Uma doação do Banco Internacional de Medula garantiu um transplante e uma nova vida a Raimunda Souza de Almeida Carmo, de 54 anos, paciente do Hospital Universitário da Universidade Federal de Juiz de Fora (HU-UFJF), residente em Andrelândia, na Zona da Mata mineira. Ela foi diagnosticada com aplasia medular em 2018, uma doença rara da medula óssea que causa uma diminuição na produção das células sanguíneas.
Este foi o primeiro transplante não aparentado realizado pelo hospital, ou seja, quando a medula doada não é de um parente próximo, como pais ou irmãos. A medula foi trazida da Inglaterra por um profissional de saúde e todo o processo foi intermediado pelo Registro Brasileiro de Doadores Voluntários de Medula Óssea (Redome), pertencente ao Ministério da Saúde e com financiamento público.

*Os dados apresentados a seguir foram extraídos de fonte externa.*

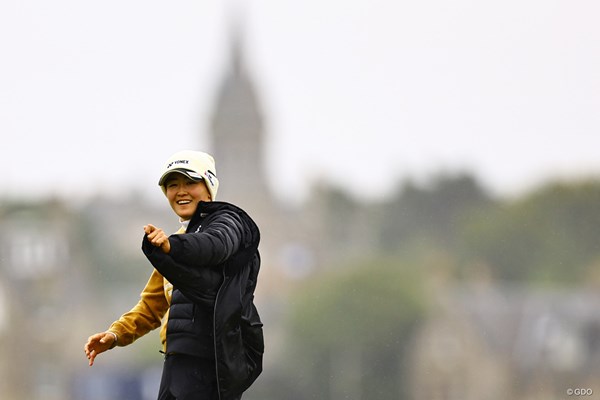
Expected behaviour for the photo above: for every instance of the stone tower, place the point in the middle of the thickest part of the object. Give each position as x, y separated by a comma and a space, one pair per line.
238, 136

O médico hematologista Abrahão Hallack explicou que a paciente tentou tratar a doença com medicações, mas como não havia doador compatível na família, ela foi inscrita no banco de medula até que um doador aparecesse. Após isso, houve troca de mensagens e preparação de toda a logística até a chegada da medula ao Brasil. O procedimento representa um passo importante para o início de um programa de transplante de medula óssea que utiliza doadores fora da família, permitindo a expansão da capacidade de acesso a mais doadores e aumentando a oferta de tratamento a mais pessoas que necessitam desse tipo de terapia.
O diagnóstico de Raimunda foi dado em 2018, após ela procurar ajuda médica devido a fortes dores nas pernas, seguidas de manchas na pele e fraqueza. Após lutar por anos contra a doença, ela reagiu e voltou a se alimentar e caminhar. Cansada do tratamento, resolveu tentar o transplante, mesmo com riscos. Os irmãos não eram compatíveis e a medula não foi encontrada no banco nacional até ser confirmada a compatibilidade com o doador inglês.
O Redome foi criado em 1993, em São Paulo, para reunir informações de pessoas dispostas a doar medula óssea para quem precisa de transplante. Desde 1998, é coordenado pelo Instituto Nacional de Câncer José Alencar Gomes da Silva (INCA), no Rio de Janeiro. Com mais de 5 milhões de doadores cadastrados, o Redome é o terceiro maior banco de doadores de medula óssea do mundo e pertence ao Ministério da Saúde, sendo o maior banco com financiamento exclusivamente público. Anualmente, são incluídos mais de 300 mil novos doadores.